If you have any questions about this new policy, please contact Rhonda Rosen.
Justifications for Removing Fines
At the William H. Hannon Library, we recently extended borrowing loan lengths for all students to one semester. This is a great step toward fulfilling the library’s strategic principle to transform the user experience to promote optimal utilization of library resources, tools, and services. We believe that we can take another step in support of LMU’s mission of the encouragement of learning, the education of the whole person, and the service of faith and promotion of justice by eliminating overdue fines on some of our materials. By eliminating fines for non-reserve, non-media items we will significantly enhance the student experience at the library. Students will only be fined should they fail to return what they have borrowed. Only high-demand titles such as reserves, items with a 3-week circulation loan period or items which have been recalled, will continue to be subject to overdue fines.
The classic disciplinary argument for overdue fines is that they ensure the timely return of library materials, by inducing shame and financial hardship; this is countered by the fact that library users routinely ignore overdue fines when their need for the borrowed material continues. Meanwhile, there is strong evidence that these fines are a significant barrier to access. Many people respond with strong resentment to even a small fee; some never return to the library at all. Eliminating the fines changes the library’s role from judge and enforcer, to a user-centered partner for student research.
In addition to removing the barrier to access, the elimination of fines streamlines circulation procedures, increasing efficiency and raising morale at the circulation desk. Staff spend a significant amount of time communicating our circulation policies to students, either by phone, email or in person when they respond to an overdue fine notice. These encounters take up significant amounts of time, often over multiple encounters to resolve just one student’s issues. The result is lost productivity, while the financial gain from these transactions is low. With regard to morale, discussions about overdue fines are often contentious, and stressful for both the staff member and the student.

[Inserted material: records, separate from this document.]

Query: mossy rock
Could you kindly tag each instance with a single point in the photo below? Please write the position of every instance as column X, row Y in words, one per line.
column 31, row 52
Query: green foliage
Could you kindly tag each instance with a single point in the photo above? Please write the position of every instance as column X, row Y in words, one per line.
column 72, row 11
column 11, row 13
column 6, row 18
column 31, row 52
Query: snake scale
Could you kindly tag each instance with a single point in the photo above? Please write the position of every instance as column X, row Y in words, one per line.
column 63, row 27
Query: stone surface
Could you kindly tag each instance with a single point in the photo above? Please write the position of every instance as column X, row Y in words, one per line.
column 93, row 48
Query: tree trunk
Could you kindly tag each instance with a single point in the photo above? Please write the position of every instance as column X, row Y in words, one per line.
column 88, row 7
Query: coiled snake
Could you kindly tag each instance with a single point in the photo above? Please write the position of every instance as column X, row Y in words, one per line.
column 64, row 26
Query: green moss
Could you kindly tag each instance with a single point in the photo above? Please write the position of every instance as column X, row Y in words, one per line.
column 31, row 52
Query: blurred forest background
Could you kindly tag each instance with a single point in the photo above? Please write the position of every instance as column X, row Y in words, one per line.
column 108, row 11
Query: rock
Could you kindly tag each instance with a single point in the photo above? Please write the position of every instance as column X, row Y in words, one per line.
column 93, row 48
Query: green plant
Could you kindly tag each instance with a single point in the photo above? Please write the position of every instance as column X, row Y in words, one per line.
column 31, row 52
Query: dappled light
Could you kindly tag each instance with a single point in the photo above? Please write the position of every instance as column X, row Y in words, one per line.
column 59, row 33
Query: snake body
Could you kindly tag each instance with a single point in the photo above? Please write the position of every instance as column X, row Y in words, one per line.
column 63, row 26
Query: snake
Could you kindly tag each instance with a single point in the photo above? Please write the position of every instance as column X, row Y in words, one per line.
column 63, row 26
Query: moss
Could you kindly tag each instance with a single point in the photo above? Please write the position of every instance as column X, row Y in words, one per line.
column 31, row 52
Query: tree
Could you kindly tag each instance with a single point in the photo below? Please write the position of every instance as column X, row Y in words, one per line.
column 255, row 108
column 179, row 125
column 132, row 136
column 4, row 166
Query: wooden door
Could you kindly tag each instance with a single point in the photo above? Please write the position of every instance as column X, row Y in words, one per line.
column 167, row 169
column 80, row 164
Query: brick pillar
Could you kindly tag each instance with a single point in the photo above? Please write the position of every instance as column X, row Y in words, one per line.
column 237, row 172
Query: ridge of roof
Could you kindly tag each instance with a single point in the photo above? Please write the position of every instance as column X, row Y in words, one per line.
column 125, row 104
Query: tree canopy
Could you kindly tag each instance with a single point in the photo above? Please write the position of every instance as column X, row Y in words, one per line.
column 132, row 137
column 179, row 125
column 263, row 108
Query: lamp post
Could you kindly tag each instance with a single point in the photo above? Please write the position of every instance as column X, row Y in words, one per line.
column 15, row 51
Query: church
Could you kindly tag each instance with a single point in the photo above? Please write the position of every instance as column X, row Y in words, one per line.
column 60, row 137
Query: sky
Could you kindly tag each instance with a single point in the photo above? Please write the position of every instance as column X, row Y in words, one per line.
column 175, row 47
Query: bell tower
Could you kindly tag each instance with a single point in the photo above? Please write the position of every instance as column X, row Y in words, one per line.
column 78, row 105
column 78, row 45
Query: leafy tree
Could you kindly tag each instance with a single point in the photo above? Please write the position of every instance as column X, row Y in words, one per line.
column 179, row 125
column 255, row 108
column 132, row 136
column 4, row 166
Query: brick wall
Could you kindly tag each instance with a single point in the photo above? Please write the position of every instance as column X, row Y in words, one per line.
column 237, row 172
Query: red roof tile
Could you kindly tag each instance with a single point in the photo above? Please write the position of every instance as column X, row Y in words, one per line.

Students encounter additional frustration when they arrive to discuss their overdue fines, only to find that the staff member who can provide resolution may be out to lunch, or unavailable to resolve the matter, thus requiring a return trip. Eliminating routine overdue fines would allow circulation staff to focus on high-impact projects.
Similar policies have been tested and retained in academic and public libraries of all sizes. There is well-established precedent for this change. A number of academic libraries have successfully eliminated overdue fines: for example, the California State Library systems, the Universities of California, the College of William & Mary, Sweet Briar College, Randolph College, Rutgers University, New York University, Vanderbilt University, Brown University, Connecticut, Notre Dame, Tennessee, and others. Most of them also offer longer lending periods. Reports of their results show another significant benefit: eliminating overdue fines leads to a considerable increase in positive awareness of the library and its services.
While decades-old thinking has dictated that libraries need overdue fines to insure the books return, New York University’s study showed that a longer lending periods had lower overall overdues and a better rate of return (Rupp, Sweetman, and Perry, 2010). Furthermore, while the semester loan extension allows borrowers greater loan time, the 3 week recall is too long and should be shortened to ten days, which is adequate enough time for a patron to use the item, return it, or request another copy through consortium or interlibrary loan.
Cited and Additional Sources
Mosley, P.A. (2004). Moving Away From Overdue Fines: One Academic Library’s New Direction. Journal of Access Services, 2 (1), 11-21.
Rupp, E., Sweetman, K., & Perry, D. (2010). Updating Circulation Policy for the 21St Century. Journal of Access Services, 7 (3), 159-175.
Wilson, D. (2014). Why Can’t They Keep the Book Longer and Do We Really Need to Charge Fines? Assessing Circulation Polities at the Harold B. Lee Library: A Case Study. Journal of Access Services, 11 (3), 135-149.